In this particular case, the compilation is the Music for Hope CD benefiting two non-profit groups, Summit Educational Resources, a non-profit that helps children with autism, and the Music is Art Foundation. The project was put together and produced by Goo Goo Dolls bassist Robby Takac, and features a number of up and coming bands like Last Conservative, The Juliet Dagger, Klear, and Katrina Carlson, most of whom record for Good Charamel Records, which released Music for Hope.
All of the above named bands and solo artists are quite good in their own right. But their efforts for this compilation seem to me a little lackadaisical. The usual driving force of Last Conservative and The Juliet Dagger and others just doesn’t punch through on this album. Maybe these groups were tired from touring or perhaps Takac as producer toned them down a bit. But the inspired, magnificent energy that make these bands dynamic is quixotically subsumed by rather bland arrangements and uninspired vocalizations. With some of the bands, Takac takes an experimental approach but doesn’t fully explore the potential in these experiments. What we’re left with are some good musical ideas that Takac and the bands don’t follow through on.
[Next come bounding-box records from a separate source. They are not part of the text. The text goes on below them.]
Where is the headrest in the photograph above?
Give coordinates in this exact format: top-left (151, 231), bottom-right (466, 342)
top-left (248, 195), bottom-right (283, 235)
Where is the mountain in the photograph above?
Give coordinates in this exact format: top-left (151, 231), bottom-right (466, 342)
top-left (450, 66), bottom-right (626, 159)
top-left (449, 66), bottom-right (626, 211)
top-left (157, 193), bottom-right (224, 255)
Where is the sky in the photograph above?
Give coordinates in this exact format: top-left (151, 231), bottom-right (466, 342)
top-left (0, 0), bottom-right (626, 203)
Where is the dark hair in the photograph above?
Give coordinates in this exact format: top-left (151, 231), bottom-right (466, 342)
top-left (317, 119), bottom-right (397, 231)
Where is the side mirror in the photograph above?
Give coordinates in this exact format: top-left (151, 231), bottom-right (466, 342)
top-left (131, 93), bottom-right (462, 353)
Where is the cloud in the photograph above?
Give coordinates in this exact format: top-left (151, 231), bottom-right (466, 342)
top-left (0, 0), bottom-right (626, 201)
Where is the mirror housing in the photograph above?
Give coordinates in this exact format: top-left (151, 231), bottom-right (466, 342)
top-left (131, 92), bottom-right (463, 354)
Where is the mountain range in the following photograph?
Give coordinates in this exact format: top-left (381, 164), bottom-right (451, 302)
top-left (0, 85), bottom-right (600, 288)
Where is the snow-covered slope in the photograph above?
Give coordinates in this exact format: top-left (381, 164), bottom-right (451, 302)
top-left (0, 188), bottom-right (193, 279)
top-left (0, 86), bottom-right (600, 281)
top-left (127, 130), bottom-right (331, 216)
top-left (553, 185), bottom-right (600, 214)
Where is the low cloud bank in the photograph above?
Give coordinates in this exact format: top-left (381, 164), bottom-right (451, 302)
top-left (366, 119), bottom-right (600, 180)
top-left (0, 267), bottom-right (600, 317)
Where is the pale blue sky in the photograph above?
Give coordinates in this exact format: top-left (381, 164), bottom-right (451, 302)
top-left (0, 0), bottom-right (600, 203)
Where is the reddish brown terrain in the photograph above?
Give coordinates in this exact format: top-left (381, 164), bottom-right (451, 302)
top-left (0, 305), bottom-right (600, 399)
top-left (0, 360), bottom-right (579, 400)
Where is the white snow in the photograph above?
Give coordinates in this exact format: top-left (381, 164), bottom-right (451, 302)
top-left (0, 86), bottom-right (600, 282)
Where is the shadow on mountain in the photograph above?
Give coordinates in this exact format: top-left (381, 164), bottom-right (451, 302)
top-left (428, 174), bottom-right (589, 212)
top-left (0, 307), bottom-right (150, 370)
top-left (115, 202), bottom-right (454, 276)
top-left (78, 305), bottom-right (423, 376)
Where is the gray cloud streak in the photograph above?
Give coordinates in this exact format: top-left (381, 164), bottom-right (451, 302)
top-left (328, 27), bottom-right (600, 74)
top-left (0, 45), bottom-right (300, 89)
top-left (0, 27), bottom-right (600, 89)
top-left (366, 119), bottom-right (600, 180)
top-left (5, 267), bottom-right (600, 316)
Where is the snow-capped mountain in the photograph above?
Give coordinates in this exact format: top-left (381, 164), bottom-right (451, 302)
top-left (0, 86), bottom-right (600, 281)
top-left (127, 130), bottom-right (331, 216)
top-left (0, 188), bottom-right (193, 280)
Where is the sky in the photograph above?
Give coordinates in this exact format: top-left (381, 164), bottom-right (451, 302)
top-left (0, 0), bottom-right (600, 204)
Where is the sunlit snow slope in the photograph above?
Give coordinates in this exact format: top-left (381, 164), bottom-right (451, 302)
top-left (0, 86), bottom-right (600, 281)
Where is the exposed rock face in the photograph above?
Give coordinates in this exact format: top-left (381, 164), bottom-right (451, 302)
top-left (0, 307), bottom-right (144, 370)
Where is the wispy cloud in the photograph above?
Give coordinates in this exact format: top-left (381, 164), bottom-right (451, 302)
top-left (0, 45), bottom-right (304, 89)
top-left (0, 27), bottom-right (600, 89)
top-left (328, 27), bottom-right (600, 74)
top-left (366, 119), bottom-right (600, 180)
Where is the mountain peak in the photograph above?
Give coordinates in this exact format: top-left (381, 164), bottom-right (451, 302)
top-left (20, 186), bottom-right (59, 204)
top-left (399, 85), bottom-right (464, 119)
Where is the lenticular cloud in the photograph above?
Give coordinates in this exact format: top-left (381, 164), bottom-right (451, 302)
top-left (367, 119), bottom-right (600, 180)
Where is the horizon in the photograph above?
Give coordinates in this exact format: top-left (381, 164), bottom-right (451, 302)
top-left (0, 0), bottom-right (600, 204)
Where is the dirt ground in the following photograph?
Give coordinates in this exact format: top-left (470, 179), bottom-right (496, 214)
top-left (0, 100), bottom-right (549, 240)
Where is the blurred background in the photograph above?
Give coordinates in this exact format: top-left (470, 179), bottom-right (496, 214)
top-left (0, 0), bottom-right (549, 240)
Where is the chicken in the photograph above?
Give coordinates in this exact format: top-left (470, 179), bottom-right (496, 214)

Beyond the music, the promotional effort behind the music is a little misleading. It sports a supposed unreleased track from singer-songwriter extraordinaire Ani DiFranco when in actuality, the song is a “re-working” of DiFranco’s “Napoleon” by Takac’s side project, Amungus. DiFranco fans expecting to hear her soaring vocals will be sorely disappointed, as DiFranco’s voice is nearly obliterated by effects processors. As someone who’s run non-profit organizations in the past, I wouldn’t want the name of my organization mentioned along with this deception.
I really wanted to like this album. I listened to it a number of times hoping that the direction Takac was taking would eventually fully engage me. But as it is, it is a magnificent effort left wanting. It is a shame, because the Music is Art Foundation and Summit Educational Resources, which benefit from the sale of Music for Hope, really deserve your support. So even though I don’t like this album or the deceptive practice that has gone into promoting it, I’m going to recommend it to you because I have a soft spot in my heart for worthy educational and neurological health groups. And if you choose not to buy this album, think about making a donation to the charities mentioned above. Their addresses are available on the internet.